Perched on a narrow shelf on the edge of the castle bulwarks, Cayde watched the persistent march of sentries patrolling the far rampart; across the broad width of the castle roof, the gaping maw of the Ketch bustled with vandals and captains. The bulk of Fenrik was a monolith among the spindly forms of the elite troops of the Kings; beyond him, rows of Pikes and Walkers were visible in the broad divide of the deployment hanger.


“Going dark; anticipate pulse in twenty minutes on my count,” Cayde whispered. He activated camouflage and drew his thin machete, breathing calmly and steadily. The Baron was affixed in his sights, the focus of his attention.


“Three.” His memory was clear. Two years. Seventy-eight days. Fenrik was a brilliant fire in the angry sun.

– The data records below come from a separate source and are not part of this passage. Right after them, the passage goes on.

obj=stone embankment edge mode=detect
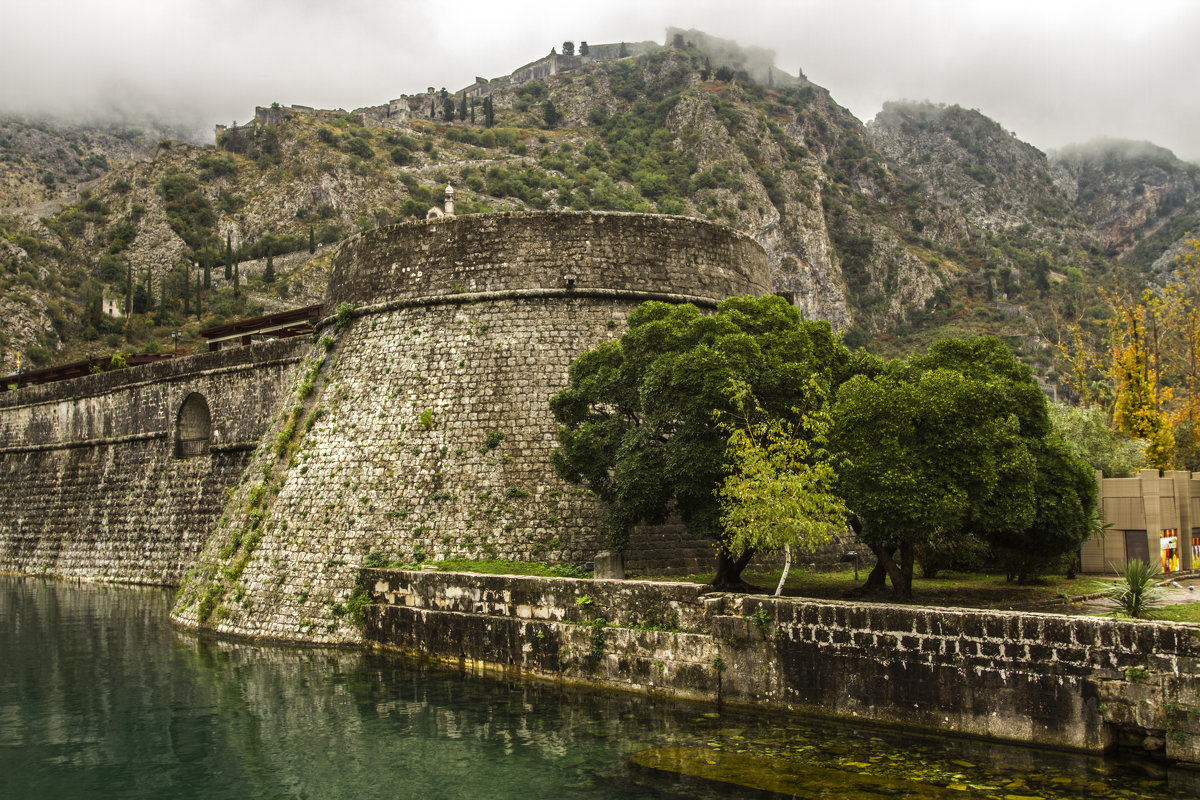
[361,570,1200,764]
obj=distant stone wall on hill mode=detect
[175,212,770,642]
[0,339,305,585]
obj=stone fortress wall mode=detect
[175,212,770,643]
[0,339,304,585]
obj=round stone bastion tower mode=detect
[173,212,770,643]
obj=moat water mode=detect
[0,576,1196,800]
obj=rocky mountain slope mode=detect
[0,31,1200,383]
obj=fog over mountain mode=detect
[0,0,1200,161]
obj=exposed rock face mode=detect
[866,103,1066,248]
[1052,139,1200,255]
[0,43,1200,379]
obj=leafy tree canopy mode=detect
[832,337,1096,597]
[551,297,858,585]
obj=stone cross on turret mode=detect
[425,184,454,219]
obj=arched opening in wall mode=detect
[175,392,212,458]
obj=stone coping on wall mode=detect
[317,289,720,330]
[0,338,312,409]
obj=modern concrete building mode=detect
[1082,469,1200,572]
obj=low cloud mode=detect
[0,0,1200,160]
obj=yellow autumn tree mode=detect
[1109,291,1175,469]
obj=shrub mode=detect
[1109,559,1162,619]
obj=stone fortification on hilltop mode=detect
[175,212,770,642]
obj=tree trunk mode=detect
[775,545,792,597]
[845,547,890,597]
[893,542,917,600]
[709,547,755,591]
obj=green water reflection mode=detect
[0,576,1195,800]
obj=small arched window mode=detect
[175,392,212,458]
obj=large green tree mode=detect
[832,337,1096,599]
[551,297,853,587]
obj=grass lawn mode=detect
[638,569,1115,608]
[417,559,1118,619]
[1153,603,1200,622]
[422,559,592,578]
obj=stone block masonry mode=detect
[361,570,1200,764]
[0,339,305,585]
[166,212,769,643]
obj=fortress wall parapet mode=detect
[325,211,770,311]
[0,339,311,585]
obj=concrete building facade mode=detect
[1081,469,1200,572]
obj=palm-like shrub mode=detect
[1109,559,1162,619]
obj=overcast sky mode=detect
[0,0,1200,161]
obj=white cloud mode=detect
[0,0,1200,160]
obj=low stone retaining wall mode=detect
[361,570,1200,765]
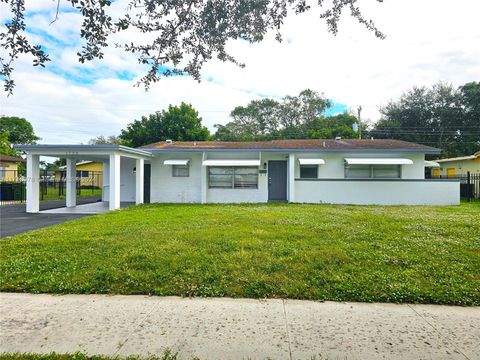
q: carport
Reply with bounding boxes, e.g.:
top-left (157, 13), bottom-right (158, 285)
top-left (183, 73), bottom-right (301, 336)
top-left (15, 145), bottom-right (152, 213)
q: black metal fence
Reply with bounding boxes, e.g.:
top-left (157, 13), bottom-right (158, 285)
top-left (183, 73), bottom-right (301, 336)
top-left (0, 170), bottom-right (103, 205)
top-left (432, 172), bottom-right (480, 201)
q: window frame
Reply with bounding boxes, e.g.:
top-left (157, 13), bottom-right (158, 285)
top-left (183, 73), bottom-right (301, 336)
top-left (300, 165), bottom-right (318, 179)
top-left (207, 166), bottom-right (259, 190)
top-left (344, 164), bottom-right (403, 180)
top-left (172, 164), bottom-right (190, 178)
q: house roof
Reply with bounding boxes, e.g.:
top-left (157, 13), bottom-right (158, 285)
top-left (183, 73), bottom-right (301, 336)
top-left (435, 151), bottom-right (480, 163)
top-left (58, 160), bottom-right (94, 169)
top-left (140, 139), bottom-right (440, 154)
top-left (0, 154), bottom-right (25, 162)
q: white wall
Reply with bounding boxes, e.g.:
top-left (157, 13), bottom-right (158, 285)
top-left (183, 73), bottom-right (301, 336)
top-left (295, 153), bottom-right (425, 179)
top-left (150, 153), bottom-right (202, 203)
top-left (147, 152), bottom-right (450, 205)
top-left (295, 180), bottom-right (460, 205)
top-left (102, 156), bottom-right (135, 202)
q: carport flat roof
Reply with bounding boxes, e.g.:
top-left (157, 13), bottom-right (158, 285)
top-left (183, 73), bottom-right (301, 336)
top-left (13, 144), bottom-right (153, 157)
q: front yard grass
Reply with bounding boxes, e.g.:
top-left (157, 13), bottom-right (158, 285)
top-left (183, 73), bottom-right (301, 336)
top-left (0, 202), bottom-right (480, 305)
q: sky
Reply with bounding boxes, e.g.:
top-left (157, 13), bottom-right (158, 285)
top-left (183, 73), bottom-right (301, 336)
top-left (0, 0), bottom-right (480, 144)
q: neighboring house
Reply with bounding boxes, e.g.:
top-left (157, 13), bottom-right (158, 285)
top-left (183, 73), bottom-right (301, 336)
top-left (0, 154), bottom-right (25, 181)
top-left (16, 140), bottom-right (460, 212)
top-left (55, 161), bottom-right (103, 187)
top-left (431, 151), bottom-right (480, 177)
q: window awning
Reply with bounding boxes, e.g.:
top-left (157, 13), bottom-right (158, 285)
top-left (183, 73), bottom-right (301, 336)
top-left (163, 159), bottom-right (190, 166)
top-left (298, 159), bottom-right (325, 165)
top-left (345, 158), bottom-right (413, 165)
top-left (202, 160), bottom-right (260, 166)
top-left (425, 161), bottom-right (440, 167)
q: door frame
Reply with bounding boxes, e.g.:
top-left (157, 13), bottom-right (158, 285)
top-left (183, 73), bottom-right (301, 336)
top-left (267, 160), bottom-right (288, 202)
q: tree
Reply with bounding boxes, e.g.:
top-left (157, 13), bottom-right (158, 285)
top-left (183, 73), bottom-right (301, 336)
top-left (0, 0), bottom-right (384, 94)
top-left (88, 135), bottom-right (123, 145)
top-left (457, 81), bottom-right (480, 155)
top-left (215, 99), bottom-right (280, 141)
top-left (215, 89), bottom-right (338, 141)
top-left (370, 82), bottom-right (480, 157)
top-left (0, 132), bottom-right (18, 156)
top-left (0, 116), bottom-right (40, 144)
top-left (305, 113), bottom-right (358, 139)
top-left (119, 102), bottom-right (210, 147)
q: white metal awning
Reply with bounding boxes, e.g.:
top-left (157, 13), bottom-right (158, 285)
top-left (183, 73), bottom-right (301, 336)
top-left (202, 160), bottom-right (260, 166)
top-left (163, 159), bottom-right (190, 166)
top-left (425, 161), bottom-right (440, 167)
top-left (345, 158), bottom-right (413, 165)
top-left (298, 159), bottom-right (325, 165)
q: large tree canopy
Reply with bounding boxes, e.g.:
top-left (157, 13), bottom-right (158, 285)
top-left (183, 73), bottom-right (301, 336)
top-left (0, 116), bottom-right (40, 144)
top-left (119, 103), bottom-right (210, 147)
top-left (0, 0), bottom-right (384, 94)
top-left (215, 89), bottom-right (358, 141)
top-left (370, 82), bottom-right (480, 157)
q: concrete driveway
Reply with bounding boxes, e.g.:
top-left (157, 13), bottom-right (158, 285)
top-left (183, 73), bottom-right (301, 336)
top-left (0, 293), bottom-right (480, 360)
top-left (0, 198), bottom-right (98, 238)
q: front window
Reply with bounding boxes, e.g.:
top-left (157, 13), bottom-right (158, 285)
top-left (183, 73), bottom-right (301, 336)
top-left (77, 170), bottom-right (89, 178)
top-left (345, 165), bottom-right (402, 179)
top-left (300, 165), bottom-right (318, 179)
top-left (208, 167), bottom-right (258, 189)
top-left (172, 165), bottom-right (190, 177)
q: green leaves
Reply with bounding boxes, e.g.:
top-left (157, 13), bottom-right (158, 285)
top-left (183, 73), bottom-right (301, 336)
top-left (120, 102), bottom-right (210, 147)
top-left (370, 82), bottom-right (480, 157)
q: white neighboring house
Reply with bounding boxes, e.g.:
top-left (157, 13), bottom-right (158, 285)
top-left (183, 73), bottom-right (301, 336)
top-left (16, 139), bottom-right (460, 212)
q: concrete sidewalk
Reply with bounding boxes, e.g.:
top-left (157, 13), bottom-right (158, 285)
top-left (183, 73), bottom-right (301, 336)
top-left (0, 293), bottom-right (480, 359)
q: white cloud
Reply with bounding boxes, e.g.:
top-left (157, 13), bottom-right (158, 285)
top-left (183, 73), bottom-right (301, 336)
top-left (1, 0), bottom-right (480, 143)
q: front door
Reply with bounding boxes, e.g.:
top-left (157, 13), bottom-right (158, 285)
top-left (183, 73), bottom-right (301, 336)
top-left (143, 164), bottom-right (152, 204)
top-left (268, 160), bottom-right (287, 201)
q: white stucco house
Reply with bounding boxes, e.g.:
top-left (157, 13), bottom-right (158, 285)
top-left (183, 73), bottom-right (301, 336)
top-left (16, 139), bottom-right (460, 212)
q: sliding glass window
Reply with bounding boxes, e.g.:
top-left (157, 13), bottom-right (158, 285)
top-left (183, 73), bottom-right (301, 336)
top-left (208, 167), bottom-right (258, 189)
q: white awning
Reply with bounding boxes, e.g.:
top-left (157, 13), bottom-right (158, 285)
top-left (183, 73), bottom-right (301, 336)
top-left (163, 159), bottom-right (190, 166)
top-left (202, 160), bottom-right (260, 166)
top-left (425, 161), bottom-right (440, 167)
top-left (345, 158), bottom-right (413, 165)
top-left (298, 159), bottom-right (325, 165)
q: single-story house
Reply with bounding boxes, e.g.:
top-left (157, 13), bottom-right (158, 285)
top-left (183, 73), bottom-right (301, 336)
top-left (0, 154), bottom-right (25, 181)
top-left (431, 151), bottom-right (480, 177)
top-left (16, 139), bottom-right (460, 212)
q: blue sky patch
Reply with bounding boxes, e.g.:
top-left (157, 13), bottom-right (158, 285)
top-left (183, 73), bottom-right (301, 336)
top-left (323, 100), bottom-right (348, 116)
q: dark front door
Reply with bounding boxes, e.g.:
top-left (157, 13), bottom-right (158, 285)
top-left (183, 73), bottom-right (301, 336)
top-left (143, 164), bottom-right (151, 204)
top-left (268, 160), bottom-right (287, 201)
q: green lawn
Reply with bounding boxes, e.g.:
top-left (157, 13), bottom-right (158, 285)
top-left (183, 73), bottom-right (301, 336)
top-left (0, 202), bottom-right (480, 305)
top-left (0, 350), bottom-right (179, 360)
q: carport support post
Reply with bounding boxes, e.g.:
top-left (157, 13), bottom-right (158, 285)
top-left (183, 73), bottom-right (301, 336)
top-left (288, 154), bottom-right (295, 202)
top-left (108, 154), bottom-right (120, 210)
top-left (201, 152), bottom-right (207, 204)
top-left (66, 158), bottom-right (77, 207)
top-left (27, 154), bottom-right (40, 213)
top-left (135, 159), bottom-right (144, 205)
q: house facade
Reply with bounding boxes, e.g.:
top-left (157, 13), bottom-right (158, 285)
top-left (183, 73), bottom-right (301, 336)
top-left (14, 139), bottom-right (460, 210)
top-left (431, 151), bottom-right (480, 177)
top-left (55, 161), bottom-right (103, 187)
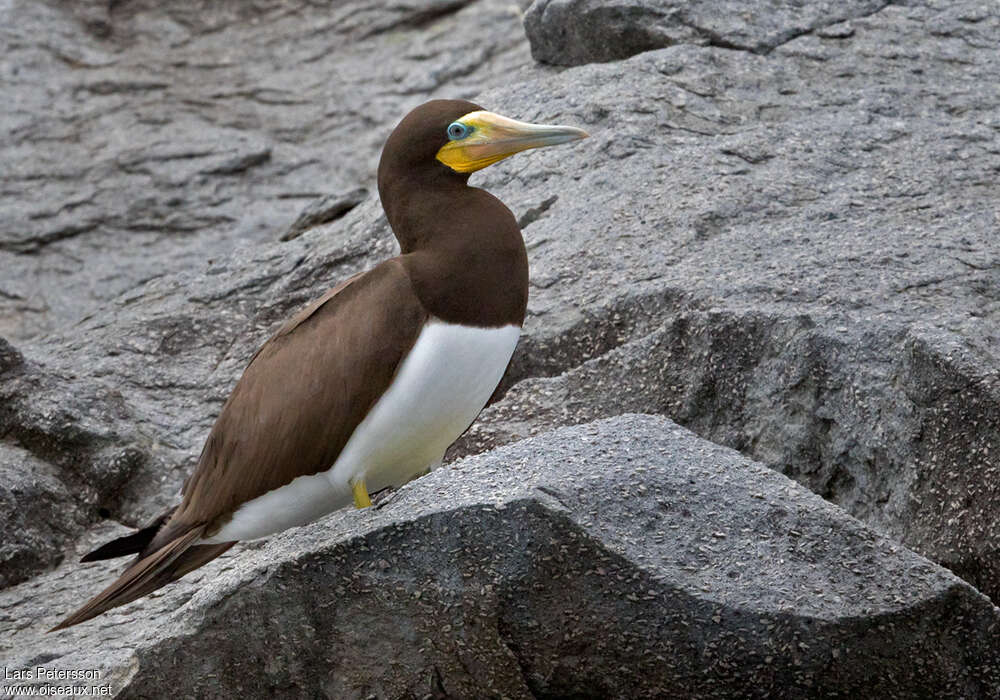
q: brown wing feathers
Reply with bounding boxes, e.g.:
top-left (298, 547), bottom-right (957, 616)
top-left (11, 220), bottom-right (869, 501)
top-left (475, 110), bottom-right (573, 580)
top-left (52, 258), bottom-right (427, 630)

“Two.” The Baron’s giant hand bore the decapitated corpse of Yari aloft, his merciless laugh peeling in the dry red dirt creek, mocking Cayde where he lay, pinned downstream, powerless.


“One.” First the tank. Then an old score to settle.




“We can make the play, Six. They’ll be dead before they know they’re under fire.” It was dry and hot in the noon sun; the flies had fled from the heat in the dead stream bed where Yari and Cayde lay motionless, watching a pack of fallen with mustard-yellow capes hastily drag salvage from a downed warsat further up the canyon.


“You’re moving awfully fast for a first date,” replied Cayde. The sun was beating down on them from its midday position. They were downstream, maybe 75 meters, in a shallow walled gorge; Cayde’s rifle was firmly tucked beneath his chin, his electric-blue eyes scanning the big captain wearily. It was enormous; maybe 3.5 meters tall. Abnormally big. “Why don’t we let this one go? I think your eyes are a little big for your gut.”


“It’s just a patrol, Six.” Yari winked, and suddenly she was gone, in the muffled hiss of her active camouflage. Her transmit crackled. “I’ll be back before you miss me.”


“Don’t do anything I’ll regret, kid,” muttered Cayde. He drew his attention back to the big captain; then, up to the tops of the canyon walls above him. His position was far too exposed for an actual engagement.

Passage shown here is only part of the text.